Só em 25 de setembro o ministro
constituiu um grupo de trabalho
para preparar a ansiada licitação. Não se está falando da aquisição de maquinário novo. Tampouco se está tratando da migração da plataforma fechada para o
sistema aberto. Busca-se, por ora,
apenas a contratação de empresa
capaz de manter o velho parque
tecnológico da Previdência em
movimento.
O contrato com a Cobra sorverá
dos cofres da Previdência R$ 19,3
milhões. "Estamos economizando
dinheiro", festeja Berzoini. De fato, os antigos acertos com a
Unisys previam desembolsos
mensais de R$ 4,3 milhões, contra
R$ 3,2 milhões a serem pagos à
Cobra.
O diabo é que, manuseando os
contratos firmados com a Unisys,
o repórter constatou que, vencido
o prazo de 30 de junho, o custo do
aluguel das máquinas da Dataprev cairia a zero. Restariam despesas com manutenção e aluguel
de softwares. A própria Unisys orçou a continuidade de seus serviços em R$ 2,8 milhões mensais.

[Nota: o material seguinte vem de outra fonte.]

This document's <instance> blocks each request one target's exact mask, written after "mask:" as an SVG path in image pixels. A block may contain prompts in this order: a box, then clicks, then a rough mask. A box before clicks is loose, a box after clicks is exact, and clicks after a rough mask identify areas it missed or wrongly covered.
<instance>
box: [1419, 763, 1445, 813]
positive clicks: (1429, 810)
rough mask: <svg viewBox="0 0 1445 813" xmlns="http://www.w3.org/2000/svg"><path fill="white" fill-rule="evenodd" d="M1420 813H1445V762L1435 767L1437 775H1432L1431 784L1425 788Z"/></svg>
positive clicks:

Sob FHC, o PT classificava como vício a dispensa de licitação
na Dataprev. Agora, o ex-PT rebatiza o fenômeno. Chama-o de
prudência. O contrato com a Cobra contém cláusula prevendo a
prorrogação por mais um ano.
"Espero que não seja necessário
prorrogar", diz Berzoini. A torcida do Corinthians também espera.